Originally Posted: August 11, 2011


Sag Harbor - New York State Assemblyman Fred Thiele (I, D, WF-Sag Harbor) has provided the State Attorney General (AG) with his latest survey of gasoline prices on the South Fork as compared with other locations in New York State. The American Automobile Association (AAA) provides for a regional survey on New York State gasoline prices. However, there is no survey solely for the South Fork.

Thiele is providing the State AG with information on the prices on Montauk Highway, the main thoroughfare for the South Fork. There may be prices that are higher or lower in the region away from Montauk Highway, but the survey reflects the price posted at most stations on our region's main arterial.

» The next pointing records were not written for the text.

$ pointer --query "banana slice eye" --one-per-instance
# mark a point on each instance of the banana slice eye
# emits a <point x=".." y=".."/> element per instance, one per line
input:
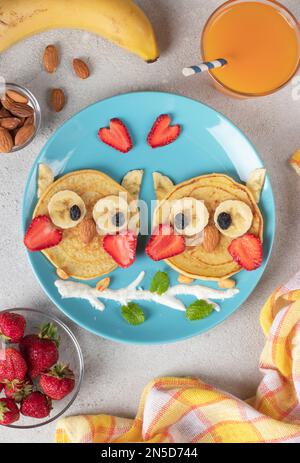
<point x="189" y="216"/>
<point x="66" y="209"/>
<point x="111" y="214"/>
<point x="233" y="218"/>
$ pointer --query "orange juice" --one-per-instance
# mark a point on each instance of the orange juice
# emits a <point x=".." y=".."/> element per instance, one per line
<point x="259" y="39"/>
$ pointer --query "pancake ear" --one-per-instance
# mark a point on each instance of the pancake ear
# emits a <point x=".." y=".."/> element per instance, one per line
<point x="162" y="185"/>
<point x="256" y="182"/>
<point x="132" y="182"/>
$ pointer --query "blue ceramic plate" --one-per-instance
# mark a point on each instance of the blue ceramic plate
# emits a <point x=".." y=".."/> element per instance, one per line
<point x="209" y="143"/>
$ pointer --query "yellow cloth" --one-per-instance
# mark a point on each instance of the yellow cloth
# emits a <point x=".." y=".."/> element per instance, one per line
<point x="186" y="410"/>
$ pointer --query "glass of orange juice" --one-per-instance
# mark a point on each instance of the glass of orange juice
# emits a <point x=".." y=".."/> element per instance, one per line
<point x="260" y="41"/>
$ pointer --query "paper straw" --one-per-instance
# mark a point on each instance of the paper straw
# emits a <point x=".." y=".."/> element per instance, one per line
<point x="206" y="66"/>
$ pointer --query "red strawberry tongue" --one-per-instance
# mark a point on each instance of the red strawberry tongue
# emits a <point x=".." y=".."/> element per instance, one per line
<point x="121" y="247"/>
<point x="164" y="244"/>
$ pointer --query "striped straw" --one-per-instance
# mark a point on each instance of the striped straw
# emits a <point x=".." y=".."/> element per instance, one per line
<point x="190" y="71"/>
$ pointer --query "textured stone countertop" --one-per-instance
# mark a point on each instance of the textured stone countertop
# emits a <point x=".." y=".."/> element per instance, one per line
<point x="226" y="356"/>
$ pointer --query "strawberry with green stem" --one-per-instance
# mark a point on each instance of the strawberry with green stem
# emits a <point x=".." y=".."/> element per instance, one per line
<point x="36" y="405"/>
<point x="12" y="365"/>
<point x="58" y="382"/>
<point x="41" y="350"/>
<point x="12" y="327"/>
<point x="9" y="412"/>
<point x="18" y="390"/>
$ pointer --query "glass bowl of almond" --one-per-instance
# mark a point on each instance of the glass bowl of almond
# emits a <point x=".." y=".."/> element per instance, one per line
<point x="20" y="118"/>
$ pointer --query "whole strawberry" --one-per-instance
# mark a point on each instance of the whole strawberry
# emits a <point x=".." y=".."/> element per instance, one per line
<point x="36" y="405"/>
<point x="40" y="351"/>
<point x="18" y="390"/>
<point x="12" y="327"/>
<point x="9" y="412"/>
<point x="58" y="382"/>
<point x="12" y="365"/>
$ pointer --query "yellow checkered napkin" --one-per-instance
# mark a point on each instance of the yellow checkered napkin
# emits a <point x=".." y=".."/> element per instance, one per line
<point x="183" y="410"/>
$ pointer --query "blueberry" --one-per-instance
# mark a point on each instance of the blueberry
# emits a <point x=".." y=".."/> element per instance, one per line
<point x="75" y="213"/>
<point x="224" y="220"/>
<point x="181" y="221"/>
<point x="118" y="219"/>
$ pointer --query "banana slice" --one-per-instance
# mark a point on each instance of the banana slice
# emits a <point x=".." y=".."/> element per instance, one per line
<point x="132" y="182"/>
<point x="111" y="214"/>
<point x="233" y="218"/>
<point x="256" y="182"/>
<point x="66" y="209"/>
<point x="295" y="161"/>
<point x="162" y="185"/>
<point x="45" y="178"/>
<point x="189" y="216"/>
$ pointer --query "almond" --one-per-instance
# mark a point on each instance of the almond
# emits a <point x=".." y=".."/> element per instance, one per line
<point x="184" y="280"/>
<point x="87" y="230"/>
<point x="17" y="109"/>
<point x="103" y="284"/>
<point x="227" y="284"/>
<point x="17" y="97"/>
<point x="61" y="273"/>
<point x="4" y="113"/>
<point x="28" y="120"/>
<point x="57" y="99"/>
<point x="211" y="238"/>
<point x="10" y="123"/>
<point x="6" y="141"/>
<point x="81" y="68"/>
<point x="24" y="134"/>
<point x="51" y="59"/>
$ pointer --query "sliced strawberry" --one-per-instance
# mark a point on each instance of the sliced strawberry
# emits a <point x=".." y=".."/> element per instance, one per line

Thiele had first contacted the State Attorney General after Memorial Day weekend when South Fork gas prices remained high at $4.25 cents per gallon on the South Fork when the Long Island average was $4.08 and the New York State average was $4.02.

Thiele has sponsored legislation to strengthen New York's law on zone pricing of gasoline, which is the establishment of arbitrary price differentials based on geographical location without regard to wholesale cost or other legitimate costs. Thiele has also sponsored open supply legislation which would enable gas stations to purchase cheaper motor fuel on the wholesale market from alternative suppliers and pass the savings on to the consumer.

In Thiele's August 7 survey, the most prevalent price on the South Fork was still $3.99 per gallon or lower at nine stations on Montauk Highway between East Hampton and the Sunrise Highway. The lowest price was $3.97 and the highest was $4.09. This is virtually unchanged from the July 25 survey. This is five cents below the average for all Long Island, four cents more than the New York State average, and nine cents less than the price in New York City.

Thiele stated, "Gasoline prices are still too high. However, they have remained stable over the last two weeks. The differential between the South Fork and the rest of Long Island remains small with prices between East Hampton and Southampton slightly lower than the Island-wide average. The differential with the North Fork, which has the lowest gasoline prices on Long Island, was around 35 cents on the South Fork on Memorial Day. It is now about 10 cents."

Thiele stated that one area that continues to be of concern is Amagansett and Montauk at the end of the South Fork. There prices are more than 30 cents above the Long Island average. Thiele stated, "Amagansett and Montauk are clearly paying too much. This is why we need a stronger zone pricing law and open supply legislation."